A brilliant composition student, she is sent by her professor in response to an urgent call from Beethoven’s publisher: It’s only days before the debut of the Ninth Symphony, and the maestro needs a copyist for the performing score. Of course, he thinks it ridiculous that a woman should be a copyist, let alone an aspiring composer, but she wins him over with the excellence of her work. “A woman composer is like a dog walking on its hind legs: It’s never done well, but you’re surprised to see it done at all,” says Louie, as his friends refer to him. (Given Holland’s propensity for titles like Europa Europa and Olivier, Olivier, she missed a good trick here: She could have called the film Louie, Louie.)

As Harris plays him, Beethoven is alternately a self-absorbed, even sadistic, sonofabitch and a man of great sensitivity and love (which sounds about right). He inspires Anna’s devotion, then treats her like dirt, then figures out ways to atone and bring her back. Their relationship is never overtly romantic or sexual, though there are some dicey moments.

It’s moderately offputting that, when we finally see the debut of the Ninth, the screen shows musicians playing what appear to be period instruments while the soundtrack swells with the recognizably different sound of a 20th-century orchestra; but an argument can be made that the older timbres would have been distracting, possibly disappointing, to modern audiences.

Harris — playing a role reminiscent of his work in Pollock — is as good as he can be, given the outrageous hokum level of the screenplay and the extremity of his makeup, which is so heavy I had to recheck the credit list 10 minutes in to make sure it was him. He looks less like himself than like Walter Huston reanimated.

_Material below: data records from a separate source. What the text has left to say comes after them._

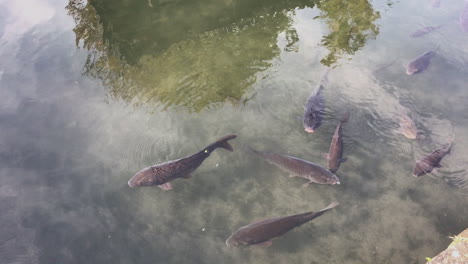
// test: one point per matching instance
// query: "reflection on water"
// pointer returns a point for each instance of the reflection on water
(351, 24)
(67, 150)
(203, 53)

But what sinks the film — almost to the point of risibility — is the combination of the preposterous script and the casting of Kruger. The actress, best known as Helen in Troy, is easy on the eyes, but she’s simply awful in this role. When we briefly see her at the piano early on, she is so awkward it’s as though this accomplished music student has never touched a keyboard before. And in the big climax — as she helps the deaf Beethoven conduct at the premiere by standing in a mysteriously appearing hole in the stage amid the orchestra, conducting at him so he can take his cues from her, emoting inanely, cleavage hanging out, waving her arms gracelessly — she looks as awkward and unnatural as … well … as a dog walking on its hind legs.